4.4: Inverse Functions

An inverse function is a function that undoes another function: If an input $$x$$ into the function $$f$$ produces an output $$y$$, then putting $$y$$ into the inverse function $$g$$ produces the output $$x$$, and vice versa.

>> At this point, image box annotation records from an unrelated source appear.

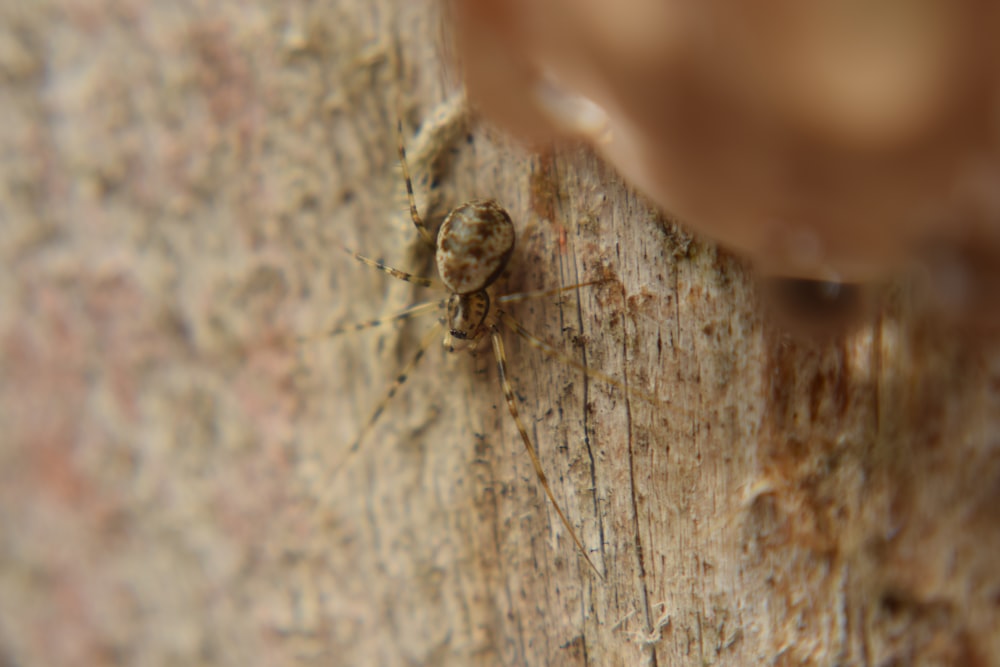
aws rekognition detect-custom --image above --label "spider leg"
[330,323,442,476]
[396,120,437,248]
[340,246,441,287]
[490,324,604,581]
[497,311,663,405]
[296,300,445,343]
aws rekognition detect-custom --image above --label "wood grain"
[0,0,1000,666]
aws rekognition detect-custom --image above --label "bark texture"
[0,0,1000,666]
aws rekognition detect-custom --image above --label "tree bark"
[0,0,1000,665]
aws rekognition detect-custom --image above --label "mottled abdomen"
[435,199,514,294]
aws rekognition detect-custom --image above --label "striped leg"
[396,120,437,248]
[330,323,442,476]
[340,246,441,287]
[490,325,604,581]
[497,311,663,405]
[297,300,447,343]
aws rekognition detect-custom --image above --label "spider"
[300,121,641,579]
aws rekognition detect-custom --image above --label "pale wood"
[0,0,1000,666]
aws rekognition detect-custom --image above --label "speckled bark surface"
[0,0,1000,665]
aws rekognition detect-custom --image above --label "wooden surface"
[0,0,1000,665]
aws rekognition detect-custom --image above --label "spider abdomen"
[435,199,514,294]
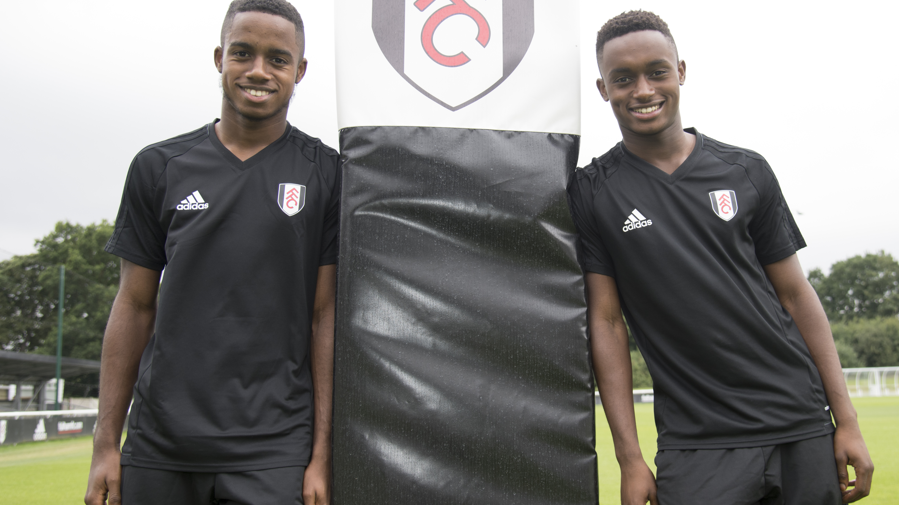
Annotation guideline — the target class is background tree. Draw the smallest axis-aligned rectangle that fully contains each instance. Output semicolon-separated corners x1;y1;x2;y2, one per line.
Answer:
830;317;899;368
809;251;899;321
0;221;119;393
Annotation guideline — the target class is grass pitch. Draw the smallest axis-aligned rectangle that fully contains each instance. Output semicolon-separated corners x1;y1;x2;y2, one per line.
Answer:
596;396;899;505
0;396;899;505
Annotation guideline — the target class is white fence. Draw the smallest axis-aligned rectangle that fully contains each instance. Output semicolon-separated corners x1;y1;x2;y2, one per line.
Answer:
843;366;899;396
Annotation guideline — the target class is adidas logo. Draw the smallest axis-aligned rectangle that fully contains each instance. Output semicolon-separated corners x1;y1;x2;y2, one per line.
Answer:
621;209;652;233
175;191;209;210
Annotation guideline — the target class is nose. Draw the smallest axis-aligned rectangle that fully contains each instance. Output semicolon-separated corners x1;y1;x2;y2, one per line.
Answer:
634;75;656;100
247;56;271;81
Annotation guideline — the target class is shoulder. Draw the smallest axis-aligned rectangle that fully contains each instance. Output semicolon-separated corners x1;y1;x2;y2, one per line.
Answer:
702;135;776;191
129;125;210;187
702;135;768;168
288;126;340;168
568;142;624;195
135;125;209;165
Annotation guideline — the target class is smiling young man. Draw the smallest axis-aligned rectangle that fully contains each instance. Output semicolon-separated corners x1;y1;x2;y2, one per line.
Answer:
568;11;873;505
85;0;339;505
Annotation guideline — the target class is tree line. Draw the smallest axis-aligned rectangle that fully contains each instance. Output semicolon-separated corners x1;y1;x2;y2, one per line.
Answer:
0;221;899;394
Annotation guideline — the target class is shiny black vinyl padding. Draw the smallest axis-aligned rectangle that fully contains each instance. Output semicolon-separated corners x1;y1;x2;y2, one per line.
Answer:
333;126;597;505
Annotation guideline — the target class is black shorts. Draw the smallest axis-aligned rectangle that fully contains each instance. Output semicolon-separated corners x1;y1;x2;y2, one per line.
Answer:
656;435;843;505
122;465;306;505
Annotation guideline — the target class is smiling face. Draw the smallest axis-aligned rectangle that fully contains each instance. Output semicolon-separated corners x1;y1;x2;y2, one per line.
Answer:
596;30;687;140
215;12;306;121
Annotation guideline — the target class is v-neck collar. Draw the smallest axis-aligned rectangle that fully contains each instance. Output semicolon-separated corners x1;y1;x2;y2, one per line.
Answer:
619;127;702;184
207;119;291;170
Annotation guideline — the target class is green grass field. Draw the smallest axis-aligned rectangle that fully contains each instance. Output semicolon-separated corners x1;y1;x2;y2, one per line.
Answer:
596;396;899;505
0;397;899;505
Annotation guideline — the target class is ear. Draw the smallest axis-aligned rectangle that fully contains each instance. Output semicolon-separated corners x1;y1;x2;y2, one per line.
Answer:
294;58;309;84
596;77;609;102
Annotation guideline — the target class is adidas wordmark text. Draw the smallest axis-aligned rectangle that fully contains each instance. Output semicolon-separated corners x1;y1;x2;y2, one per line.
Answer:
621;209;652;233
175;191;209;210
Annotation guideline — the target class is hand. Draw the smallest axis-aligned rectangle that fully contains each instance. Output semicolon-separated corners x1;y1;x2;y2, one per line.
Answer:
621;458;659;505
833;424;874;503
303;457;331;505
84;448;122;505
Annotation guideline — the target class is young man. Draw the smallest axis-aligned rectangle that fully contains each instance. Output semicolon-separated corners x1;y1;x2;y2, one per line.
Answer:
568;11;873;505
85;0;339;505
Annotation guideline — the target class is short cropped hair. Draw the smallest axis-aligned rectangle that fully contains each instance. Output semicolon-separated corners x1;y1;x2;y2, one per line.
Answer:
596;10;677;59
222;0;305;50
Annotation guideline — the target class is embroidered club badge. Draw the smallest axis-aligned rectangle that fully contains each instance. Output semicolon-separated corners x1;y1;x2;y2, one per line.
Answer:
709;189;737;221
278;182;306;216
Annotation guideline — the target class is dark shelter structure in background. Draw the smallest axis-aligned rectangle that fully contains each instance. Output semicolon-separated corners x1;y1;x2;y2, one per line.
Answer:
0;351;100;411
333;2;597;505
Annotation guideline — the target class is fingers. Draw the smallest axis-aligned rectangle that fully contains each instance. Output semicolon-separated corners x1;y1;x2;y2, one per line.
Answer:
841;462;874;503
837;454;849;495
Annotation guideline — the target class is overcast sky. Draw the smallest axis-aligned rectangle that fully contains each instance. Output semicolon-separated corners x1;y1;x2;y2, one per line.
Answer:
0;0;899;270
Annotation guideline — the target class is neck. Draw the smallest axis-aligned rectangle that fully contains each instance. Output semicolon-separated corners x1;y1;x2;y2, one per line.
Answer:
215;104;287;161
621;116;696;174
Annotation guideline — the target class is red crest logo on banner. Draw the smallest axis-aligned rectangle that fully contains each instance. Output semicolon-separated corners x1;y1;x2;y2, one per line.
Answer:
709;189;737;221
372;0;534;111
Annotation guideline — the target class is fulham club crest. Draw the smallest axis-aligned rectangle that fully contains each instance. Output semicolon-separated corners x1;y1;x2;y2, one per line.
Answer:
278;182;306;216
372;0;534;111
709;189;737;221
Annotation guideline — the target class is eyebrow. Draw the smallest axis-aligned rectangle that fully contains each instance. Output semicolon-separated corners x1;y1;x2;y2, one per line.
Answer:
609;58;668;74
229;41;293;58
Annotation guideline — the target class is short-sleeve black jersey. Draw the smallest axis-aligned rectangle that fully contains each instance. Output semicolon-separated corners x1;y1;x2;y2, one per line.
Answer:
568;130;833;450
106;123;340;472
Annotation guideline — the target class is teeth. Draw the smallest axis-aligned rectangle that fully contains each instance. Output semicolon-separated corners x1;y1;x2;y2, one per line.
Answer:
634;105;661;114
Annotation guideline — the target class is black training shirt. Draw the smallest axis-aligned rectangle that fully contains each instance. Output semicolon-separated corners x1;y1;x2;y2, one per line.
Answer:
568;130;833;450
106;123;339;472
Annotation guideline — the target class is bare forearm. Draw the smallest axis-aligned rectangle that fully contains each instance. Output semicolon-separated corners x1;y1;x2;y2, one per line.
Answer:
94;300;155;448
591;322;643;464
94;260;161;450
311;265;337;461
782;283;858;425
312;312;334;457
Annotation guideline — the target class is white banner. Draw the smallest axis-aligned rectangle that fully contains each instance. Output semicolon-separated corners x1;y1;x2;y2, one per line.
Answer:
335;0;580;135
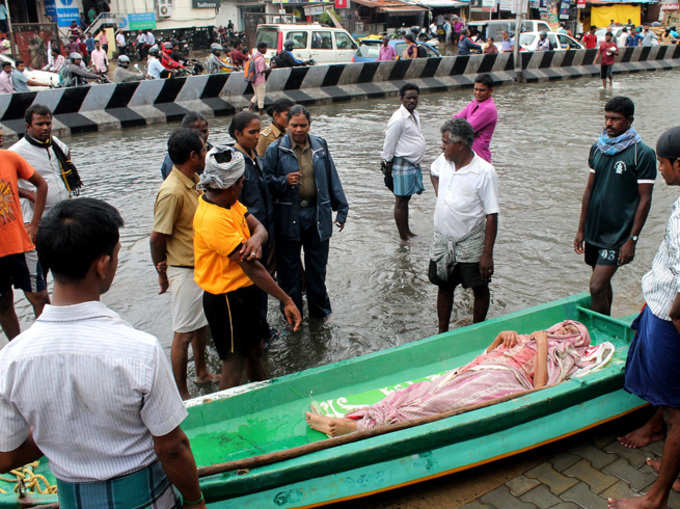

Definition: Inverse Functions

Let $$f(x)$$ be a 1-1 function then $$g(x)$$ is an inverse function of $$f(x)$$ if

$f(g(x)) = g(f(x)) = x.$

Example 1

For

$f(x) = 2x - 1$

$f^{ -1}(x) = \dfrac{1}{2} x +\dfrac{1}{2}$

since

$f(f^{ -1}(x) ) = 2[\dfrac{1}{2} x +\dfrac{1}{2}] - 1 = x$

and

$f ^{-1}(f(x)) = \dfrac{1}{2} [2x - 1] + \dfrac{1}{2} = x.$

The Horizontal Line Test and Roll's Theorem

Note that if $$f(x)$$ is differentiable and the horizontal line test fails then

$f(a) = f(b)$

and Rolls theorem implies that there is a $$c$$ such that

$f '(c) = 0.$

A partial converse is also true:

Theorem (Roll's Theorem)
If $$f$$ is differentiable and $$f '(x)$$ is always non-negative (or always non-positive) then $$f(x)$$ has an inverse.

Example 2

$f(x) = x^3 + x - 4$

has an inverse since

$f'(x) = 3x^2 + 1$

which is always positive.

Continuity and Differentiability of the Inverse Function

Theorem (Continuity and Differentiability)
1. $$f$$ continuous implies that $$f^{ -1}$$ is continuous.
2. $$f$$  increasing implies that  $$f^{ -1}$$ is increasing.
3. $$f$$ decreasing implies that $$f^{ -1}$$ is decreasing.
4. $$f$$ differentiable at $$c$$ and $$f '(c) \neq 0$$ implies that $$f^{ -1}$$ is differentiable at $$f (c)$$.
5. If $$g(x)$$ is the inverse of  the differentiable $$f(x)$$ then

$g'(x) = \dfrac{1}{f '(g(x))}.$

if $$f '(g(x)) \neq 0$$.

Proof of (5)

Since

$f (g(x)) = x$

we differentiate implicitly:

$\dfrac{d}{dx} f(g(x)) = \dfrac{d}{dx} x.$

Using the chain rule

$y =f(u), u = g(x)$

$\dfrac{dy}{x} = \dfrac{dy}{dy} \dfrac{du}{dx}$

$= f '(u) g'(x) = f '(g(x)) g'(x).$

So that

$f '(g(x)) g'(x) = 1.$

Dividing, we get:

$g'(x) = \dfrac{1}{f'(g(x))}.$

Example 3

For $$x > 0$$,  let

$f(x) = x^2$

and

$g(x) = \sqrt{x}$

be its inverse, then

$g'(x) = \dfrac{1}{2\sqrt{x}}.$

Note that

$\dfrac{d}{dx} \sqrt{x} = \dfrac{d}{dx} x^{\frac{1}{2}} = \dfrac{1}{2} x^{-\frac{1}{2}} = \dfrac{1}{2\sqrt{x}}.$

Exercise

1. Let

$f(x) = x^3 + x - 4.$

Find

$\dfrac{d}{dx} f^{-1}(-4).$

2. Let

$f(x) =\int_2^x \dfrac{1}{1+x^3} dx$

Find

$\dfrac{d}{dx} f^{-1}(0).$